Landscape with a View of Haarlem

1670-75
Oil on canvas, 52 x 65 cm
Staatliche Museen, Berlin

Jacob van Ruisdael was one of the most significant landscapists of the seventeenth century, the Golden Age of Dutch art. He created several "icons" in the field, whose message goes far beyond the beauty and poetry of the landscape panorama and the objective, topographical rendering of excerpts from nature to take on symbolic force.

This is especially true of his superb Landscape with a View of Haarlem. From the elevated position of the dunes to the northwest of Haarlem, the eye catches sight of the red-tinged roofs of the town, the mighty structure of Saint Bavo and the other churches, the town hall and, at the edge of the town, the many windmills on the ramparts. The cloudy sky, reaching up from a low horizon, is reflected in the flat countryside in the interplay of strips of light and shadow. Long linen cloths are spread out to bleach on the meadows in the foreground - at the time of the painting linen manufacture was an important industry of the town. Ruisdael accorded the bleaching of linen an important place in nearly all his 'Haarlempjes', about 20 of which have survived.

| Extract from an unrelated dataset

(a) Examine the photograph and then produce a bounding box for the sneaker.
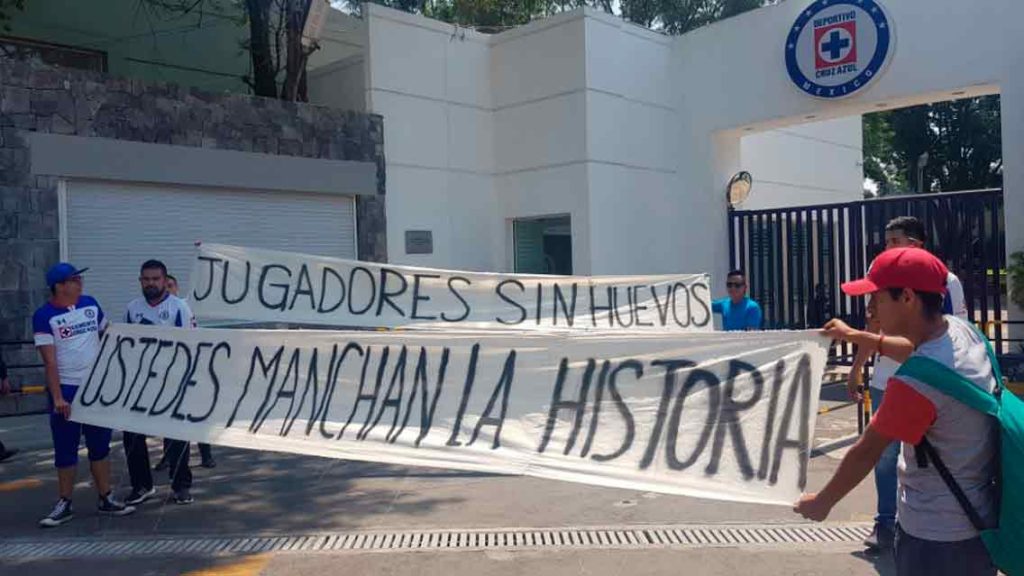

Allegorical interpretations of Landscape with a View of Haarlem, which go beyond the topographical and refer to the virtue of the purity of the soul, cannot be excluded. Goethe had already characterized Ruisdael as a 'poet' and admired the 'perfect symbolism' in his works. The combination of a composition drawing on nature and an ambitious statement in terms of content is indeed one of the most important stylistic features of Ruisdael, in whose art Dutch landscape painting of the 17th century reached its impressive peak.